A quick glance down at our post-Christmas bodies, and most of us can admit that we’ve welcomed the new year with more than a few extra pounds. As we start planning those New Year’s resolutions, many of us that are overweight realise we need to take a look at a healthy eating programme to lead a better lifestyle in the new year. Here are some tips I’ve learned at the weight-loss centre run by Dr. William Summers, and some others which I’ve researched myself:
Watch the carbs – For some, there’s nothing more indulging than those holiday cakes, breads and pastries. Abstaining from carbohydrates is difficult – particularly for Americans – this time of the year. Our mouths water for those decadent carbs, but too many of them can be a problem. “34% of Americans are obese,” Dr. William Summers said, during his weight loss class. He attributed a substantial amount of this obesity epidemic to the overindulgence of carbohydrates and the subsequent impact on the body’s insulin system. So, don’t overdo it! Keep those in check the holiday season. At the Summers Weight Loss Clinic at St. Vincent’s Medical Centre in Alabama, nurses and staff tell the patients to “keep the carbs under control.” While some carbohydrates are good, too many are not, Dr. Summers tells his patients.
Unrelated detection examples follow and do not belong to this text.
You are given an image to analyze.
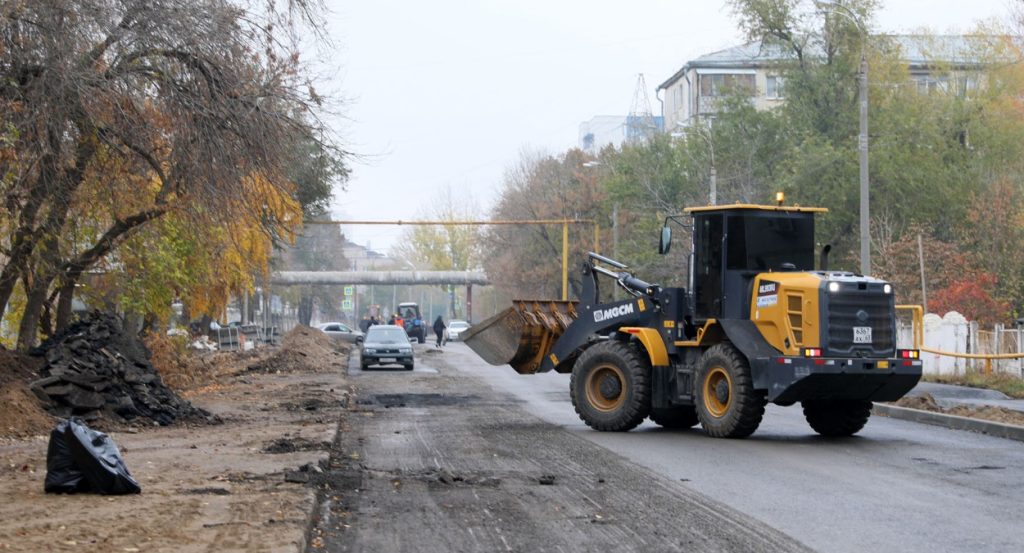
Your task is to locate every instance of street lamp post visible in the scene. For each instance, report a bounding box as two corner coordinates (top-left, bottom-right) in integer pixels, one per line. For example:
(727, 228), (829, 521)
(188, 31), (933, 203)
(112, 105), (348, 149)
(815, 0), (871, 274)
(857, 50), (871, 274)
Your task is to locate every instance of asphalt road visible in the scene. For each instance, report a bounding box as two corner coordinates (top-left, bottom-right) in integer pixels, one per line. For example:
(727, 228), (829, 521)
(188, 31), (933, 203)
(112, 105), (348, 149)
(445, 343), (1024, 553)
(306, 344), (809, 553)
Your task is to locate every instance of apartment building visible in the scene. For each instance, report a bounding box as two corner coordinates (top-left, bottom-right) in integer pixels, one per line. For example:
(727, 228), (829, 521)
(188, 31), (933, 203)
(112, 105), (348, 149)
(657, 35), (987, 132)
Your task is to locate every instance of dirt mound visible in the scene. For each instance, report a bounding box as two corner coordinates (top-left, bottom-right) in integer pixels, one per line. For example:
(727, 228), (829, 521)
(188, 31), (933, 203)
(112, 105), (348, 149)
(894, 393), (1024, 426)
(249, 325), (351, 373)
(0, 348), (54, 437)
(31, 312), (211, 425)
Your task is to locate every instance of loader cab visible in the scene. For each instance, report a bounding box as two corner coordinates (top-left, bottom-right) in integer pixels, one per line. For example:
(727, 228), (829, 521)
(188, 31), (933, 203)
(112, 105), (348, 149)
(686, 205), (825, 322)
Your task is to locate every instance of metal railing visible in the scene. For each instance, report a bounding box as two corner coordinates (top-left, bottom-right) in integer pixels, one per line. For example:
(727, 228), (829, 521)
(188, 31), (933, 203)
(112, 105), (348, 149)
(896, 305), (1024, 375)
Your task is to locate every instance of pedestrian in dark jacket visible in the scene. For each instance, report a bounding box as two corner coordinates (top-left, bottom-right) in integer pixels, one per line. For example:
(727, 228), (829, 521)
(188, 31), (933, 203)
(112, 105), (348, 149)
(434, 315), (445, 347)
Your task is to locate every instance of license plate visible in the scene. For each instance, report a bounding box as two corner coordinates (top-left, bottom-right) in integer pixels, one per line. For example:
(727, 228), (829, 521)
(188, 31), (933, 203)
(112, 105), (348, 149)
(853, 327), (871, 344)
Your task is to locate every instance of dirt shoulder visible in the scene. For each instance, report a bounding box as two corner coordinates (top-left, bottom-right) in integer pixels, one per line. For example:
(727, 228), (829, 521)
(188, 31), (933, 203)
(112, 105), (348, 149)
(0, 339), (347, 552)
(306, 346), (806, 553)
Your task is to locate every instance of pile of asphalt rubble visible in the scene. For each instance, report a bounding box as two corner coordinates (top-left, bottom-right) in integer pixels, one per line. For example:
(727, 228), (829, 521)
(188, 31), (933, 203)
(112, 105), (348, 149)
(31, 312), (215, 426)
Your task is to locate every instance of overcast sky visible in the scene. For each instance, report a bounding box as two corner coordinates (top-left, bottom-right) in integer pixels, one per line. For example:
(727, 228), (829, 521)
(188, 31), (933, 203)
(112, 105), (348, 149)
(319, 0), (1012, 251)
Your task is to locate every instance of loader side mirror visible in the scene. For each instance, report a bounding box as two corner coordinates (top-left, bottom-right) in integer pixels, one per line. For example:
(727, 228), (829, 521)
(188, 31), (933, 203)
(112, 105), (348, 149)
(657, 225), (672, 255)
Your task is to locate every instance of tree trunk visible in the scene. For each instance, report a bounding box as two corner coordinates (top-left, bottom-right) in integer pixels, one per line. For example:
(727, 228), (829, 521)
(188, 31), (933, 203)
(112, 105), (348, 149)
(298, 293), (313, 327)
(56, 274), (79, 332)
(17, 275), (53, 351)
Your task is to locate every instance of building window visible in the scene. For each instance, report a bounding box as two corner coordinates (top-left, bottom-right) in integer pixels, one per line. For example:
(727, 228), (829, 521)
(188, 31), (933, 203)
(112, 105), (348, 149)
(765, 75), (785, 99)
(700, 74), (755, 96)
(913, 75), (949, 94)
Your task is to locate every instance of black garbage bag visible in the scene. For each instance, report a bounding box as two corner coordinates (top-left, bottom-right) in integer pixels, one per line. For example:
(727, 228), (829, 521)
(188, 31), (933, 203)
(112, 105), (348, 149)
(44, 419), (142, 495)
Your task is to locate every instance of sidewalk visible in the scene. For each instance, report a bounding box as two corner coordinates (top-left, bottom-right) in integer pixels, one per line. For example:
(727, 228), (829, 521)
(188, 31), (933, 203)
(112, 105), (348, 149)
(907, 382), (1024, 412)
(874, 382), (1024, 441)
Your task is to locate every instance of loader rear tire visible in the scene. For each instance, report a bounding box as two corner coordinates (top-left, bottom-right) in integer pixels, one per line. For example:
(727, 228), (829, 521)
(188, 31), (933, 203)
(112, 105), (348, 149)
(694, 342), (767, 438)
(569, 341), (650, 432)
(650, 407), (700, 429)
(802, 400), (871, 437)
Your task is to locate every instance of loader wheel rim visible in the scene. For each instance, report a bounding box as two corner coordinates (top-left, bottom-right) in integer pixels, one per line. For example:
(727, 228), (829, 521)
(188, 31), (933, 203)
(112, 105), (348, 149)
(701, 367), (732, 419)
(586, 365), (627, 413)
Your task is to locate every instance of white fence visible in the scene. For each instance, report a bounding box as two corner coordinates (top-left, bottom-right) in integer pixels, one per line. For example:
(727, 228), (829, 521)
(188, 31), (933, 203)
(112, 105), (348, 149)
(897, 311), (1024, 377)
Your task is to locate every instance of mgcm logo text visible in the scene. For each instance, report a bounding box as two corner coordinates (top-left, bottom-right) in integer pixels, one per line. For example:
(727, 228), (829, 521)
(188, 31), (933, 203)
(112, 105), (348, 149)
(594, 303), (633, 323)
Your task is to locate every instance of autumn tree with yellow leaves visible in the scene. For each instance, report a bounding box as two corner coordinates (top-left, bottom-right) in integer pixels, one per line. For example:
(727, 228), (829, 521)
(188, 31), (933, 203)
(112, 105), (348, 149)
(0, 0), (343, 348)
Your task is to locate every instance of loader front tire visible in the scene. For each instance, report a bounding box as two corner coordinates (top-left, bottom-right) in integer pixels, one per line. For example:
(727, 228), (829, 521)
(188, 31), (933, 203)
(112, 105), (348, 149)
(802, 400), (871, 437)
(650, 407), (700, 429)
(694, 342), (766, 438)
(569, 341), (650, 432)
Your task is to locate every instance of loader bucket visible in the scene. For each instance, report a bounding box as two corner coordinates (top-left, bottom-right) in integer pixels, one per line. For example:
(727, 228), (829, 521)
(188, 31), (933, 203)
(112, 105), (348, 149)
(460, 300), (577, 375)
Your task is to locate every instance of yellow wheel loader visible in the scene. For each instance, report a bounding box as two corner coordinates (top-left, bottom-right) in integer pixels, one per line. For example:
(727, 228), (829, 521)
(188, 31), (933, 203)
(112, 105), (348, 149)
(463, 204), (922, 438)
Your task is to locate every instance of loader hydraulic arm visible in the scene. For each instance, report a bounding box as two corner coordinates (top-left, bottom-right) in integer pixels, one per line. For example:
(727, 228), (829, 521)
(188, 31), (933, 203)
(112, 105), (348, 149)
(587, 252), (662, 301)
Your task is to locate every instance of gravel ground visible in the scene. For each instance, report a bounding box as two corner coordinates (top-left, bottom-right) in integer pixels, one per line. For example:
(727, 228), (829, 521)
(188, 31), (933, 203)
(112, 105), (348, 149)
(0, 344), (346, 553)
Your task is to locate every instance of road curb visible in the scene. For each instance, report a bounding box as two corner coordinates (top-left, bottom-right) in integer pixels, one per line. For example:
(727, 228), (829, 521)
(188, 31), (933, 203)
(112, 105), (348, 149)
(873, 403), (1024, 441)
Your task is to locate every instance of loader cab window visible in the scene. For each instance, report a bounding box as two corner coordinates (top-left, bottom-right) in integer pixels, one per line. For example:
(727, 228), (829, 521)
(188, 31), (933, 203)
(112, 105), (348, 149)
(726, 215), (814, 272)
(693, 213), (724, 317)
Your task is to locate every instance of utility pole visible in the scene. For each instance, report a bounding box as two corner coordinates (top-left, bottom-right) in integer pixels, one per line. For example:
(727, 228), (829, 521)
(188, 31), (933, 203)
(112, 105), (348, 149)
(857, 52), (871, 275)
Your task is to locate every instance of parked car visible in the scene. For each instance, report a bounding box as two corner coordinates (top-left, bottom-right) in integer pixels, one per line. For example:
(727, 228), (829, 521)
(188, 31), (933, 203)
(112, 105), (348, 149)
(447, 320), (469, 342)
(359, 325), (414, 371)
(316, 323), (365, 344)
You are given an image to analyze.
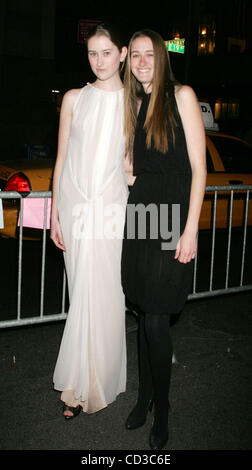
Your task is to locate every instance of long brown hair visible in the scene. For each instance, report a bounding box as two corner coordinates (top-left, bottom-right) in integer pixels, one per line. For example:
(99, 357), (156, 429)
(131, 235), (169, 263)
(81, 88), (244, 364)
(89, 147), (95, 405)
(124, 29), (178, 159)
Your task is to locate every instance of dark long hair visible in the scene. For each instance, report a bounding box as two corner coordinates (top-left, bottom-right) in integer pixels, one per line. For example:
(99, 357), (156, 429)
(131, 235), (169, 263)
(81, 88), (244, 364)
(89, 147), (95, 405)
(124, 29), (178, 155)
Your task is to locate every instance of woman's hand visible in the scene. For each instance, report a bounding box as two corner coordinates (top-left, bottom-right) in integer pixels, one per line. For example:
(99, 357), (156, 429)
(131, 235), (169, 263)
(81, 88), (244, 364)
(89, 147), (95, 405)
(174, 231), (197, 263)
(50, 218), (66, 251)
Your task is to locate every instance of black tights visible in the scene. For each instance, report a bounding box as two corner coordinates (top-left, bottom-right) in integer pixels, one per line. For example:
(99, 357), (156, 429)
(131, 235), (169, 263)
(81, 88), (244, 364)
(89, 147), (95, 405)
(137, 314), (173, 430)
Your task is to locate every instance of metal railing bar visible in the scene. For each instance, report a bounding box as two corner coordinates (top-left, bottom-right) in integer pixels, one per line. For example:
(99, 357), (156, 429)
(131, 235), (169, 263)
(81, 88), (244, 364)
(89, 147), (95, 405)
(209, 190), (217, 292)
(0, 313), (67, 328)
(17, 199), (24, 320)
(40, 197), (48, 317)
(225, 190), (234, 289)
(240, 191), (249, 286)
(187, 284), (252, 300)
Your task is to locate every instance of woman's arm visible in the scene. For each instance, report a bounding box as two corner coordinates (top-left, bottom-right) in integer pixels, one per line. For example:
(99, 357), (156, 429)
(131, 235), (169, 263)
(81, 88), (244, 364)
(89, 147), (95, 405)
(175, 85), (207, 263)
(50, 89), (80, 251)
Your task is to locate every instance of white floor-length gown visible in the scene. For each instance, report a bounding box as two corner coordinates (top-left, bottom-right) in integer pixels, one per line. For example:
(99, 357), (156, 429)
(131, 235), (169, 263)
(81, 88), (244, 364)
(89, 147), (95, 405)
(53, 84), (128, 413)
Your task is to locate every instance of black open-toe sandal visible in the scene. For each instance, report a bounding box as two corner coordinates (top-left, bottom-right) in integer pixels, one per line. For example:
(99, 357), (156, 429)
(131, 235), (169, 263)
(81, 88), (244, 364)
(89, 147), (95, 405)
(63, 403), (82, 419)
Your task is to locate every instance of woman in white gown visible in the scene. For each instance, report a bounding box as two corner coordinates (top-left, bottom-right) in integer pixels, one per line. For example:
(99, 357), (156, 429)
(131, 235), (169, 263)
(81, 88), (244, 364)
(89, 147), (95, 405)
(51, 25), (128, 419)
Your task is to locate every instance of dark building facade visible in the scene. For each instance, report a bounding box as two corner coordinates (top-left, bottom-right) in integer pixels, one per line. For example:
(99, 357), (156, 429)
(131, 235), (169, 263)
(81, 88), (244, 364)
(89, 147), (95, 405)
(0, 0), (252, 160)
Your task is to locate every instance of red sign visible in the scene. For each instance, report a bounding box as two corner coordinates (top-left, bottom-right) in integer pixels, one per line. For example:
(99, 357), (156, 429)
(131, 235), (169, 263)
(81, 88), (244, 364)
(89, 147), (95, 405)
(77, 20), (101, 44)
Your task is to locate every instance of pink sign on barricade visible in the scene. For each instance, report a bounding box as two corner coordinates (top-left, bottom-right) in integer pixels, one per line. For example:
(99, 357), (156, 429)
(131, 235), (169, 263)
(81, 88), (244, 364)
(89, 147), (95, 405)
(18, 198), (51, 229)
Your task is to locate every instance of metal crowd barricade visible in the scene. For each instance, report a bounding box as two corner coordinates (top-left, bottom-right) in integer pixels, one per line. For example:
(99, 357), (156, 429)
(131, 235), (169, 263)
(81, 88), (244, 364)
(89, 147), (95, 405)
(0, 185), (252, 330)
(188, 184), (252, 300)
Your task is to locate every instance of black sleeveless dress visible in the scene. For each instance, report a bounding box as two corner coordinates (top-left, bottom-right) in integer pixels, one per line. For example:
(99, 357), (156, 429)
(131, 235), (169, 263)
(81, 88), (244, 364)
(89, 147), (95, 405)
(121, 89), (193, 314)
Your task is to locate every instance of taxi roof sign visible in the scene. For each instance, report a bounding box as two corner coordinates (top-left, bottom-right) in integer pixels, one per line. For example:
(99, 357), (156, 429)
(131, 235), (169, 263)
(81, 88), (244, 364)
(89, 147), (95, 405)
(199, 101), (219, 131)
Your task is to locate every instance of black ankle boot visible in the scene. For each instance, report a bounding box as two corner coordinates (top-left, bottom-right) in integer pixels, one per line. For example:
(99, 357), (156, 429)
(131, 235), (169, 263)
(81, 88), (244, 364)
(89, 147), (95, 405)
(149, 405), (169, 450)
(125, 399), (153, 430)
(149, 426), (169, 450)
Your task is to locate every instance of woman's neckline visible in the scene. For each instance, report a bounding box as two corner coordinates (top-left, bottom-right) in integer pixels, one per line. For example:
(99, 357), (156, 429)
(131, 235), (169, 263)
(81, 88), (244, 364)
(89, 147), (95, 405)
(87, 82), (124, 93)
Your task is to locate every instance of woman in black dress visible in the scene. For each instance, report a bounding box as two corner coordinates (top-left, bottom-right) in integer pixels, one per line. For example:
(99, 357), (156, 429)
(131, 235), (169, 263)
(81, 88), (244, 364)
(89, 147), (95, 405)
(122, 30), (206, 449)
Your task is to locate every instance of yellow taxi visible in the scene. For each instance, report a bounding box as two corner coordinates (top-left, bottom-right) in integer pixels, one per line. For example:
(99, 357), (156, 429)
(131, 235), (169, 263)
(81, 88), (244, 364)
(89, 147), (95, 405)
(0, 103), (252, 237)
(199, 131), (252, 229)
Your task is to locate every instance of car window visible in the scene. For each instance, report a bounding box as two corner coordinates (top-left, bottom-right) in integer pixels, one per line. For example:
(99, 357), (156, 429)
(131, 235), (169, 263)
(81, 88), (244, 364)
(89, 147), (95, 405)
(210, 135), (252, 173)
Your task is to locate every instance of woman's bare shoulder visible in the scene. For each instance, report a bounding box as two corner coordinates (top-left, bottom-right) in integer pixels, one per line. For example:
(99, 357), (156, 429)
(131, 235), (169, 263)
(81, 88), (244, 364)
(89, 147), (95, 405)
(175, 85), (197, 105)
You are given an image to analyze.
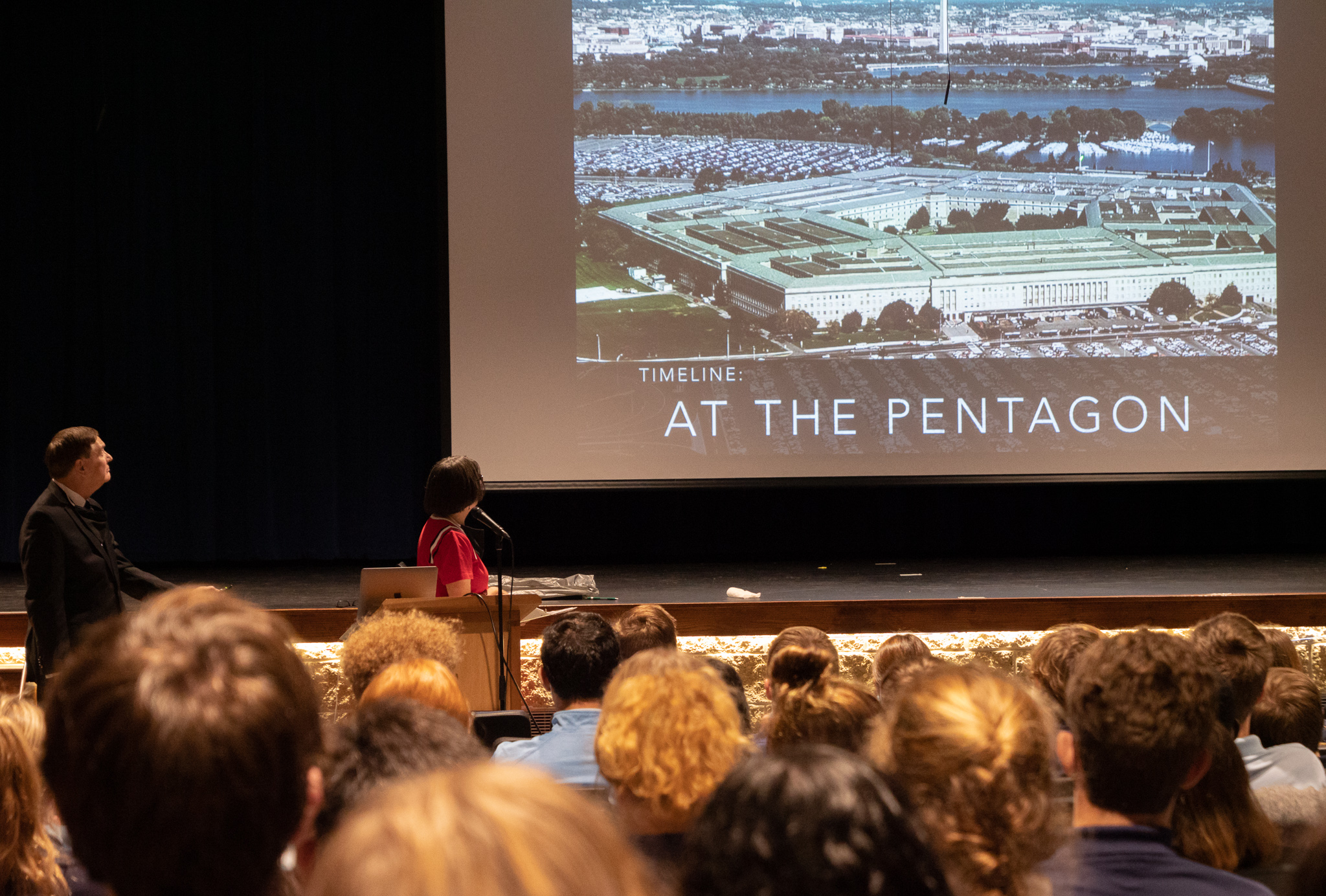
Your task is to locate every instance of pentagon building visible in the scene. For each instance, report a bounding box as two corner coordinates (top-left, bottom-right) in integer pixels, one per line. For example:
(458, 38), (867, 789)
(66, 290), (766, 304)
(601, 167), (1275, 325)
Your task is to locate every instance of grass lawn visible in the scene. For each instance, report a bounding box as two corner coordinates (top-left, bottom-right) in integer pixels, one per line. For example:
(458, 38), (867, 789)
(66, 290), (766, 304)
(576, 296), (781, 359)
(576, 252), (648, 290)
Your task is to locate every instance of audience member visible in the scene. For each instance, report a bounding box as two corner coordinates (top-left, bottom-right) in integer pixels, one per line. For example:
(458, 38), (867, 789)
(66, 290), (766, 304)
(1261, 625), (1303, 672)
(493, 612), (619, 787)
(1041, 629), (1270, 896)
(682, 744), (948, 896)
(870, 666), (1058, 896)
(341, 610), (462, 700)
(768, 645), (882, 753)
(1249, 667), (1322, 756)
(704, 656), (750, 734)
(43, 588), (322, 896)
(359, 656), (471, 729)
(1192, 612), (1326, 790)
(612, 603), (676, 660)
(1171, 725), (1279, 883)
(1026, 622), (1105, 711)
(870, 634), (931, 702)
(0, 719), (69, 896)
(594, 649), (749, 875)
(306, 763), (654, 896)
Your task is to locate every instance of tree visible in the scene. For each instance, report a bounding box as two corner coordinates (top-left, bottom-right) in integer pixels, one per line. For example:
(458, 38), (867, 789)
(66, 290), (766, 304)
(695, 166), (726, 194)
(769, 308), (817, 342)
(916, 302), (944, 330)
(1149, 280), (1197, 315)
(878, 298), (916, 333)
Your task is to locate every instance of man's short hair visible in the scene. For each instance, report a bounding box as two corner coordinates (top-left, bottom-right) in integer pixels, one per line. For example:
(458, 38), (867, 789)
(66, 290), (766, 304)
(1192, 612), (1274, 722)
(47, 427), (101, 478)
(1252, 667), (1322, 753)
(1028, 622), (1105, 706)
(43, 588), (321, 896)
(315, 697), (488, 839)
(612, 603), (676, 660)
(540, 612), (620, 702)
(1063, 629), (1216, 815)
(423, 454), (484, 517)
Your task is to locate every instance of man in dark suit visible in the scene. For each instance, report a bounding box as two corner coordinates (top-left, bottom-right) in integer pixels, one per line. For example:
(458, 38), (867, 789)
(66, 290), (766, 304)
(19, 427), (175, 684)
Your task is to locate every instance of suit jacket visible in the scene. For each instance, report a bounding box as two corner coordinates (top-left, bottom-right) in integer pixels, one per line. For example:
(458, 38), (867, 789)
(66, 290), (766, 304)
(19, 482), (174, 682)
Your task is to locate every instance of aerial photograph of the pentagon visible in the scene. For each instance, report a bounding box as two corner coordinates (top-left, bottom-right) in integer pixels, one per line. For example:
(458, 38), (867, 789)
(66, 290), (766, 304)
(574, 0), (1277, 363)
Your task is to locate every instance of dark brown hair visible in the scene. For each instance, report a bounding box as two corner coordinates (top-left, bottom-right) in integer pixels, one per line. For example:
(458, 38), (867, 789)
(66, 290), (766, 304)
(1252, 667), (1322, 753)
(1261, 625), (1303, 672)
(43, 588), (321, 896)
(769, 645), (883, 753)
(612, 603), (676, 660)
(1063, 629), (1216, 815)
(1169, 713), (1283, 871)
(1192, 612), (1274, 722)
(1028, 622), (1105, 706)
(423, 454), (484, 517)
(47, 427), (101, 478)
(764, 625), (838, 677)
(870, 634), (931, 696)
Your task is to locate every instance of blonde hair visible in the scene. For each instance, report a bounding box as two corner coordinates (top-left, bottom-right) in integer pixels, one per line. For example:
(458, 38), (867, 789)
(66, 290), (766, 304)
(0, 693), (47, 763)
(0, 719), (69, 896)
(769, 645), (883, 753)
(305, 763), (651, 896)
(870, 666), (1057, 896)
(594, 648), (749, 819)
(341, 610), (462, 699)
(359, 656), (469, 728)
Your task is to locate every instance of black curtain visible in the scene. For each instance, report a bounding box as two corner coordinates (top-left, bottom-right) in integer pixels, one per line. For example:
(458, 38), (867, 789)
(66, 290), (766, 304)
(0, 0), (444, 562)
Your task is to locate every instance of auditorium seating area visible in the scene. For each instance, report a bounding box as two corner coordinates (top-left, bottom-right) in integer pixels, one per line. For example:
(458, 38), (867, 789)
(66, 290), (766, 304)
(8, 588), (1326, 896)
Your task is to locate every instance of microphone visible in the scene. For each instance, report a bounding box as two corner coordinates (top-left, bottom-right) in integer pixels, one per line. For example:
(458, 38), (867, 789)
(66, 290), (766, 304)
(469, 506), (510, 541)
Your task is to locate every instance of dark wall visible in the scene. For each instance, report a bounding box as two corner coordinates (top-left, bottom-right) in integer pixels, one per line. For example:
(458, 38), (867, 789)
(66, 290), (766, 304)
(0, 0), (442, 562)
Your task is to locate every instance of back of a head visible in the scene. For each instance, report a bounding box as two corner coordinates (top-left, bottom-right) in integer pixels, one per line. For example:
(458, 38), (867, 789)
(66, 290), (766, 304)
(341, 610), (462, 699)
(43, 588), (321, 896)
(868, 664), (1055, 893)
(769, 645), (882, 753)
(359, 657), (469, 728)
(1252, 667), (1322, 753)
(1192, 612), (1274, 721)
(594, 649), (748, 820)
(0, 719), (69, 895)
(305, 763), (651, 896)
(538, 612), (620, 702)
(870, 634), (932, 696)
(764, 625), (838, 675)
(315, 699), (488, 838)
(1063, 629), (1217, 815)
(612, 603), (676, 660)
(1028, 622), (1105, 706)
(682, 745), (948, 896)
(1261, 625), (1303, 672)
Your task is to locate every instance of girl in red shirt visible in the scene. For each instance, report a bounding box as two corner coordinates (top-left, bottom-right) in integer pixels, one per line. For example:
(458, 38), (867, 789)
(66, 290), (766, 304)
(415, 457), (488, 598)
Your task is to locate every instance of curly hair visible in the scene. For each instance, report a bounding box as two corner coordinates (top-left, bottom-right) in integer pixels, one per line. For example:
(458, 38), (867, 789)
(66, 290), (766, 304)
(594, 648), (749, 818)
(769, 645), (883, 753)
(341, 610), (462, 700)
(870, 666), (1057, 896)
(0, 719), (69, 895)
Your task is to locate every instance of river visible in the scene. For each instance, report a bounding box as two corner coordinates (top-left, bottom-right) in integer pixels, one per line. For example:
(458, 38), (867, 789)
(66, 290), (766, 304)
(573, 74), (1275, 174)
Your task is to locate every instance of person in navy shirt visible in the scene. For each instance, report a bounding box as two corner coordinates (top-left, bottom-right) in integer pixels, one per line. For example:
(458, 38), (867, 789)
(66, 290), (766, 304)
(493, 612), (620, 787)
(1041, 631), (1270, 896)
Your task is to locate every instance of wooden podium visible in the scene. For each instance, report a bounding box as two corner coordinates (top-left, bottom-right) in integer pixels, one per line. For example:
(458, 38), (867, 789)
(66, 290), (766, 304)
(382, 588), (543, 710)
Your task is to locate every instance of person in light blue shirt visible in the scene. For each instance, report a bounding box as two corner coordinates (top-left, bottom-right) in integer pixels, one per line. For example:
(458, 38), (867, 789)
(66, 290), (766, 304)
(493, 612), (620, 787)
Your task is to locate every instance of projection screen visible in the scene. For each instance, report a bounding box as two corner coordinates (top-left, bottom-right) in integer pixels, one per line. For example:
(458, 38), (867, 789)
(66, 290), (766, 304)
(444, 0), (1326, 482)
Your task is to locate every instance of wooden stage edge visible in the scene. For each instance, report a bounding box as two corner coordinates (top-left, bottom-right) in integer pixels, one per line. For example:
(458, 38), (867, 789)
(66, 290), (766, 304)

Stay Hydrated – It’s so important that we all get enough fluids down us every day, especially in such dry and icy cold weather. If you’ll be out and about for several hours, be sure to stop at the drink stand. You can get a fruit smoothie, juice or other beverage, including water. The bottom line is that it’s important to drink plenty of fluids so you don’t get dehydrated while you’re on the go. Also, staying hydrated helps you from getting overly hungry until it’s time for your meal. While some caffeine drinks such as coffee and tea can give you an added burst of energy, be sure not to overdose on the caffeine.
Get moving – The medical staff at Dr. Summers’ office recommends exercising regularly, at least five times a week. Cardio exercise can be of particular importance for weight-loss patients. It’s recommended to exercise at a minimum of 20 to 30 minutes per day. While finding the time and motivation can be a challenge for most people at times, it’s worth mustering the needed effort to get started. It can also be good to use the buddy system to help get you motivated to start exercising.
Creating the perfect plate – Dr. Summers recommends that 25% of our plate should be wholegrains, another 25% of lean protein, and then the rest with colourful vegetables. It’s also recommended that you add half a cup of fruit and about 6 ounces of low-fat milk or yoghurt. Good sources of lean protein for dieters can include egg whites, chicken, turkey, fish and beans.
Avoid emotional eating – Some of us are what is often referred to as emotional eaters. When we’re extremely sad or happy, emotional eaters feel the need to start stuffing food in their mouths. Emotional eating also plays a role in derogatory feelings, according to the Mayo Clinic. “Emotional eating is eating as a way to suppress or soothe negative emotions, such as stress, anger, fear, boredom, sadness and loneliness. The hassles of daily life can trigger negative emotions that lead to emotional eating and disrupt your weight-loss efforts,” the Mayo Clinic reports.
If you mess up, keep trying – If you blow your diet plan, try to remember that we all face setbacks and temptation. The key is to get back up again and keep trying if you really need to lose some weight. Also, try to learn from past diet failures. If something hasn’t worked in the past, modifying your diet plan may be your best option. A Mayo Clinic report recommends, “If you have an episode of emotional eating, forgive yourself and start fresh the next day.” Also, don’t carry out major grocery shopping trips when you’re feeling extremely emotional, if possible.
Snacking healthy – Both the Mayo Clinic and Dr. Summers recommend healthy snacking. Dr. Summers recommends that you eat a snack containing protein between 3pm and 4pm. His suggestions for this snack include a protein bar, a piece of low-fat cheese, almonds or an apple. This afternoon snack is extremely important, he reports. During Dr. Summers’ weight loss class, he also mentioned that keeping your blood sugar in check also helps your body keeps insulin levels in check. When those levels aren’t at a healthy rate, it can cause you to store belly fat. He said that eating those snacks can keep those blood sugar and insulin levels in check.
Check with your doctor – Like any eating programme, always check with your doctor about dieting and any other related concerns specific to your health.